The parameters for ESR tests were described as follows: center field, 323.171 mT; sweep time, 1 min; microwave frequency, 9056.237 MHz; microwave power, 0.99800 MW; modulation frequency, 100 KHz.

2.8. Statistical Analysis

The tests for oxidation kinetics were performed three times, and the averaged data were employed to calculate the parameters. Statistical data analysis was carried out using the SPSS (version26.0, SPSS Inc., Chicago, IL, USA). Significance was defined at p < 0.05 unless otherwise mentioned.

3. Results

3.1. Mechanism of CA for Free Radicals Scavenge

3.1.1. Geometric Configuration and Parameters of CA

CA is an antioxidant with an o-diphenol diterpene structure, the activity of which is originated from the two phenolic hydroxyl groups [46]. The optimized geometric CA configuration, at the B3LYP/6-31G (d,p) level, is proposed (Figure S1), and the selected main geometric parameters of CA chemical structure are listed in Table S1. The similar bond lengths of O(15)-H(52) and O(18)-H(47) are 0.975 Å and 0.968 Å, respectively, which are both longer than those of common phenolic hydroxyl (0.96 Å), indicating that the hydroxyl groups on the benzene ring are more active [47]. Meanwhile, a long-range π-conjugation can be formed via the oxygen atom of the hydroxyl group and the benzene ring, thus the electron density of the oxygen atom becomes weaker, which further reduces its binding ability to the adjacent hydrogen atom [30]. The hydroxyl hydrogen on the benzene ring of CA may easily be ionized, which is key for CA to exert its antioxidant functions [30,47].
Additionally, the O(15)-H(52) bond is 0.007 Å longer than the O(18)-H(47) bond, which can be ascribed to the lower attraction of the O(15) lone pair electron to H(52). Judging from the dihedral angle, the O(15)-H(52) and benzene ring are basically in the same plane, the H(52) atom deviates from the plane with 3.1°, while that of the O(18)-H(47) deviates from the benzene ring with 32.8°. As a consequence, the π-conjugation between O(15) and the benzene ring are more easily formed, which results in a longer bond length. In this respect, the O(15)-H(52) bond seems to be more active than the O(18)-H(47) bond. However, the force of intra-molecular hydrogen bonding, which can pose a great impact on the reaction activity, is not considered [48]. Therefore, the specific natural charge distribution and bond energy are more favorable to evaluate the group activity [30].

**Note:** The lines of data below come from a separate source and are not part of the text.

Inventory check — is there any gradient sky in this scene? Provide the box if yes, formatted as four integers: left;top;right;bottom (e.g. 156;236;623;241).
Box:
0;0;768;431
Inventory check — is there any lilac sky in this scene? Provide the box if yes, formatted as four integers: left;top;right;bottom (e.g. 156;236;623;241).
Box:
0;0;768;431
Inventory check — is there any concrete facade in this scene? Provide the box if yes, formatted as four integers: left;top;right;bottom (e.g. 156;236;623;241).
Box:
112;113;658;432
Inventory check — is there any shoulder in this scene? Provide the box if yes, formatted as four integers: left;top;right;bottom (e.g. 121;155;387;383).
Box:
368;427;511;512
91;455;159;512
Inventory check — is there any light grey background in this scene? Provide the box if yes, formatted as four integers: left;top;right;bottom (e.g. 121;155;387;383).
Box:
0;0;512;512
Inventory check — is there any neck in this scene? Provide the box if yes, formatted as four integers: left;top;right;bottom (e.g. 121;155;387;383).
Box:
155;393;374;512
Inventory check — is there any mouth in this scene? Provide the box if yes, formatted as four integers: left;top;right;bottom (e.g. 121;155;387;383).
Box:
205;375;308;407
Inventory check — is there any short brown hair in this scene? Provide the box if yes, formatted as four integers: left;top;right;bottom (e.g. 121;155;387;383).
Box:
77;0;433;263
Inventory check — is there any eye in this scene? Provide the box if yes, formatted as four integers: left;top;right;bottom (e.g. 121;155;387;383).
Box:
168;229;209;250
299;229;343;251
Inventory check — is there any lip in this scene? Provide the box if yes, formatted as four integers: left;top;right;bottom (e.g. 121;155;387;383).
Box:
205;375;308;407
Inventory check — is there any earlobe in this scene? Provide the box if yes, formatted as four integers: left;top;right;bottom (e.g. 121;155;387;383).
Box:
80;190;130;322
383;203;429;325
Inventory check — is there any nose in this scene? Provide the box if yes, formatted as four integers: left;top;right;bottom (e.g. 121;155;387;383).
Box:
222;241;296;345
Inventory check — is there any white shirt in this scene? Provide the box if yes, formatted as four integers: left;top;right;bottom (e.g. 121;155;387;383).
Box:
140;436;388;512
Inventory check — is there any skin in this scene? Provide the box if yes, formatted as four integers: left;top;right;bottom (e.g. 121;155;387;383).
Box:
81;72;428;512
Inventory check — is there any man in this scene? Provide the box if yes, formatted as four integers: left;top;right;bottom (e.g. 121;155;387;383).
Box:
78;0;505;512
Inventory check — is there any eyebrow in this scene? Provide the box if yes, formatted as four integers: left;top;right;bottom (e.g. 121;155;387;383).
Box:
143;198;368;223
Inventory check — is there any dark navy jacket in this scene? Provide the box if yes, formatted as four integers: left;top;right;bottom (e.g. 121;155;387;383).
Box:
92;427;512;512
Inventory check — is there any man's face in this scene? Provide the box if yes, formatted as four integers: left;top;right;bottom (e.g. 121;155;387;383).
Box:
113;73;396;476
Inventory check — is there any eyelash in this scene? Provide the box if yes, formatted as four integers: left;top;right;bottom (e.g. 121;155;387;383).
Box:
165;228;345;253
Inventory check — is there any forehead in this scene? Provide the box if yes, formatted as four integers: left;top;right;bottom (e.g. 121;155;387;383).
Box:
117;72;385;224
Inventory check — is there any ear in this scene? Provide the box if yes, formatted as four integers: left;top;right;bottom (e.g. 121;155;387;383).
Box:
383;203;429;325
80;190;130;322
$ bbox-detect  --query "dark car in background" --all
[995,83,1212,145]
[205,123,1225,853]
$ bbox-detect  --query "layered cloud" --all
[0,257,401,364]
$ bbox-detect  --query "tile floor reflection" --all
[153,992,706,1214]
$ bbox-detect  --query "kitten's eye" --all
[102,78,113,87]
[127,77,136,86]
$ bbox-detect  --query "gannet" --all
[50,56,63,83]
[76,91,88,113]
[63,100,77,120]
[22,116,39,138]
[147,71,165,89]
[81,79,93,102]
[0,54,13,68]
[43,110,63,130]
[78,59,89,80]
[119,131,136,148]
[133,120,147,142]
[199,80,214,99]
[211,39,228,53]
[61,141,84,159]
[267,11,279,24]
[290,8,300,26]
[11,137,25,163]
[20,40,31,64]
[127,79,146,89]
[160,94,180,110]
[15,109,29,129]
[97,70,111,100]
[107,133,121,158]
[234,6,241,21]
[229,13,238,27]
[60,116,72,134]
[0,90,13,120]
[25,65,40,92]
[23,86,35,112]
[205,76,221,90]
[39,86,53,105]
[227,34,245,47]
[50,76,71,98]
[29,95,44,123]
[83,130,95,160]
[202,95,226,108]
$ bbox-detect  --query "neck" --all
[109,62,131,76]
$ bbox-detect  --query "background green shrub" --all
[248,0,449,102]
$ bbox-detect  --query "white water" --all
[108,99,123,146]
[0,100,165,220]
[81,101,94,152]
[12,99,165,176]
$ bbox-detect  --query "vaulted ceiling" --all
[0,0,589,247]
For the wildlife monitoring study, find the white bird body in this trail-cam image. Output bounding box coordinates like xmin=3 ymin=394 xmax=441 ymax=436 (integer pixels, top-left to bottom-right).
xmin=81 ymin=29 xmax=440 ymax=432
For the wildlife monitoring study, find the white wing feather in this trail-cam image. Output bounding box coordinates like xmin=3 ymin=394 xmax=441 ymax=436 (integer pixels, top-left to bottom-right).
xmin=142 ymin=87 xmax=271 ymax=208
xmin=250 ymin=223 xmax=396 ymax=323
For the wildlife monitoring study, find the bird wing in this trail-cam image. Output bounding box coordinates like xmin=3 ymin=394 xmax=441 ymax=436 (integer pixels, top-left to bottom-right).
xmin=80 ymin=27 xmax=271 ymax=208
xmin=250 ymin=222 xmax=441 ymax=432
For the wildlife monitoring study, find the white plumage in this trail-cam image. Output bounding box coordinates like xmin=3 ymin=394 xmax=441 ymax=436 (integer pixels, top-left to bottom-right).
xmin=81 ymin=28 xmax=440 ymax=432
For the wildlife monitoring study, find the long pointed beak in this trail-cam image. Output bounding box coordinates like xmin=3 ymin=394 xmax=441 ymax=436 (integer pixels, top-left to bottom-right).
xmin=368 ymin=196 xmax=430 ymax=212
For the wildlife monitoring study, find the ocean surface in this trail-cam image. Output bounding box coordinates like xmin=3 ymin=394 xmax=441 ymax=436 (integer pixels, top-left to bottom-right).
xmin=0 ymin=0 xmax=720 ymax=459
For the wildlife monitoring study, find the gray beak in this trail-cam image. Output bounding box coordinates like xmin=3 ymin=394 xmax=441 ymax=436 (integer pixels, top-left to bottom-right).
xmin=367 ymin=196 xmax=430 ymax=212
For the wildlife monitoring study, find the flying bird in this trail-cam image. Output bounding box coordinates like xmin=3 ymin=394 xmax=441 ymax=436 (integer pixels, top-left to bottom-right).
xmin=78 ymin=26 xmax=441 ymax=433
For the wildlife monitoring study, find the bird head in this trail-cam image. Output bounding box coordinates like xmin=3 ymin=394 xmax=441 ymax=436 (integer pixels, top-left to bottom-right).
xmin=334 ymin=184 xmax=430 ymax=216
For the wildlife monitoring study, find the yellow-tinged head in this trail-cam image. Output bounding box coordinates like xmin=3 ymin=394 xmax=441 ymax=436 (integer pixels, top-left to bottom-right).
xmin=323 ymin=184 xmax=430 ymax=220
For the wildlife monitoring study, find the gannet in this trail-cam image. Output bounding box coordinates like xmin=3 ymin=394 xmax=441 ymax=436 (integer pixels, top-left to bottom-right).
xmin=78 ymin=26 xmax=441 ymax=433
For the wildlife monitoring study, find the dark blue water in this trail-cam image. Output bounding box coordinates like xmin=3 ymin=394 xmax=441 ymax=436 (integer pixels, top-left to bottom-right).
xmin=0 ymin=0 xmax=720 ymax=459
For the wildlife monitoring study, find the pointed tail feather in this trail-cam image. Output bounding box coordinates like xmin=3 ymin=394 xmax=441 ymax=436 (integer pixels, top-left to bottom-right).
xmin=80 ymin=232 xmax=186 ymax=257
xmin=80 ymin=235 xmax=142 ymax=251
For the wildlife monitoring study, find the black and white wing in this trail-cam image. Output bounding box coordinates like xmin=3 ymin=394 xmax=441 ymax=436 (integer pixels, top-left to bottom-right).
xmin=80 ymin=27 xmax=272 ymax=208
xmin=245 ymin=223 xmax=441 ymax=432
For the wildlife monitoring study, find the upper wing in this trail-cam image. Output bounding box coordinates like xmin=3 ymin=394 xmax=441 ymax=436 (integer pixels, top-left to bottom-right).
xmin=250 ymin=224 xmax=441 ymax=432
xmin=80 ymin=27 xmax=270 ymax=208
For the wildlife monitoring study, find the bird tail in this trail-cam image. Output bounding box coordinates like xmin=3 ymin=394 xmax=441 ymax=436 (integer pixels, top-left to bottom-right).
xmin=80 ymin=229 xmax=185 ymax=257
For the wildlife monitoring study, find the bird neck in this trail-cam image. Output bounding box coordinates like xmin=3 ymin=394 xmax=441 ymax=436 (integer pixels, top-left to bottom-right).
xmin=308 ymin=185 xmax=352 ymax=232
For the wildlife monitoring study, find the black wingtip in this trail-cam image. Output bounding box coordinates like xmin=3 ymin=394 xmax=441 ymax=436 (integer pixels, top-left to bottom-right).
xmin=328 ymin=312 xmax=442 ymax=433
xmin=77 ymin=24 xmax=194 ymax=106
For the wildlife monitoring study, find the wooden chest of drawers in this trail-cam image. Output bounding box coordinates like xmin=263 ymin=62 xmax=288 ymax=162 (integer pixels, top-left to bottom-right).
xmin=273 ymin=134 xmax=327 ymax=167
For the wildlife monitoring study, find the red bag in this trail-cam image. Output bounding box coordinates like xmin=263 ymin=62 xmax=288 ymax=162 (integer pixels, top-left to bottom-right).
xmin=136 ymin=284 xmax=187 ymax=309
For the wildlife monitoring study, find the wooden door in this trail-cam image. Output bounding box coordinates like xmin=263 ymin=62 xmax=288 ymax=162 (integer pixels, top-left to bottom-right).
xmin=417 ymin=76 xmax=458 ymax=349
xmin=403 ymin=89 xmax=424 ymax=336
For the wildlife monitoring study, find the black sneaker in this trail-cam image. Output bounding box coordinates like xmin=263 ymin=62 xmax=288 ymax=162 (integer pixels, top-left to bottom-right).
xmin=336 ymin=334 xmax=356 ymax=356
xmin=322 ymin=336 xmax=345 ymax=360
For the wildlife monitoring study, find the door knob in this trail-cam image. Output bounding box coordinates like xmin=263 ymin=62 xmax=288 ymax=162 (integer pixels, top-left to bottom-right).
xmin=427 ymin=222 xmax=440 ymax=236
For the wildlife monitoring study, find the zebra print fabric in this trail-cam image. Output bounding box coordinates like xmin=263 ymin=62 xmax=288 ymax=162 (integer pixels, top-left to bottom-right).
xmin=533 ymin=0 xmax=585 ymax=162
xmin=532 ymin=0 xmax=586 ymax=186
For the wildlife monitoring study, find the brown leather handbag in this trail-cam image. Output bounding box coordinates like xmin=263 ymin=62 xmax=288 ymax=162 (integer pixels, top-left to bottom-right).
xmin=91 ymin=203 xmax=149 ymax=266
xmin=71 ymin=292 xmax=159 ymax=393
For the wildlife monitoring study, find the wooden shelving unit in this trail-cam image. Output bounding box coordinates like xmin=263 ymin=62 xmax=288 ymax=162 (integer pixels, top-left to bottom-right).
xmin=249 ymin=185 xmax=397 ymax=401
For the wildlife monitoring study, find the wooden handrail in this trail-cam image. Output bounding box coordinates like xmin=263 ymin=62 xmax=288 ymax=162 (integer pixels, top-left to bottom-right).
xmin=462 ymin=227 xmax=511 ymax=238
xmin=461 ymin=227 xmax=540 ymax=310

3.1.2. Charge Distribution of CA Natural Bond Orbital (NBO)

Free radicals are more likely to attack atoms rich in electrons such as oxygen atoms [10,30]. The anti-oxidation process of CA toward OA can be regarded as stabilizing the free radicals. Since the phenolic hydroxyl groups of CA exhibit anti-oxidation activity, the more negative a charge that oxygen atoms possess, the easier the hydrogen atoms departure will be, due to the attack of free radicals. Thus, the most favorable site for free radical reaction can be the oxygen atom with the most negative charge.
NBO 3.0 was used to analyze the charge distribution of CA molecules at the level of B3LYP/6-31G (d,p), and the results are shown in Table S2. As observed, oxygen atoms possess the most negative charge. Amongst these, O(15) and O(18) belong to phenolic hydroxyl groups. The charge of O(18) is −0.73370 e, which is lower than that of O(15) (−0.70092 e). Hence, free radicals tend to more easily attack O(18), and the O(18)-H(47) is more active. Additionally, the charge of H (52) is nearly the same as that of H(47), which is consistent with the results of bond length.

3.1.3. BDE of the Phenolic Hydroxyl in CA

BDE is regarded as the most convincing criterion for bond strength. BDE value of phenolic hydroxyl groups has widely been adopted to indicate their relative magnitude of antioxidant activity [49,50,51]. The lower BDE value the hydroxyl group is, the easier the bond will break when it reacts with free radicals [51]. Therefore, the BDE of phenolic hydroxyl groups in CA is directly related to their antioxidant activity towards OA.
To further verify the antioxidant activity of the two hydroxyl groups, we investigated their BDE with different methods. CA and its free radical energy were calculated at B3LYP/6-31G level (Table 1). Obviously, BDE of the O(15)-H (303.27 kJ/mol) was higher than that of the O(18)-H (295.63 kJ/mol), which revealed that the O(15)-H bond was fundamentally stronger than the O (18)-H bond. The above-mentioned bond length suggested a different result with BDE values, which was probably caused by ignoring the effect of intermolecular hydrogen bonding [52]. Overall, it was concluded that the most active site in CA was the O(18)-H hydroxyl group, followed by the O(15)-H hydroxyl group.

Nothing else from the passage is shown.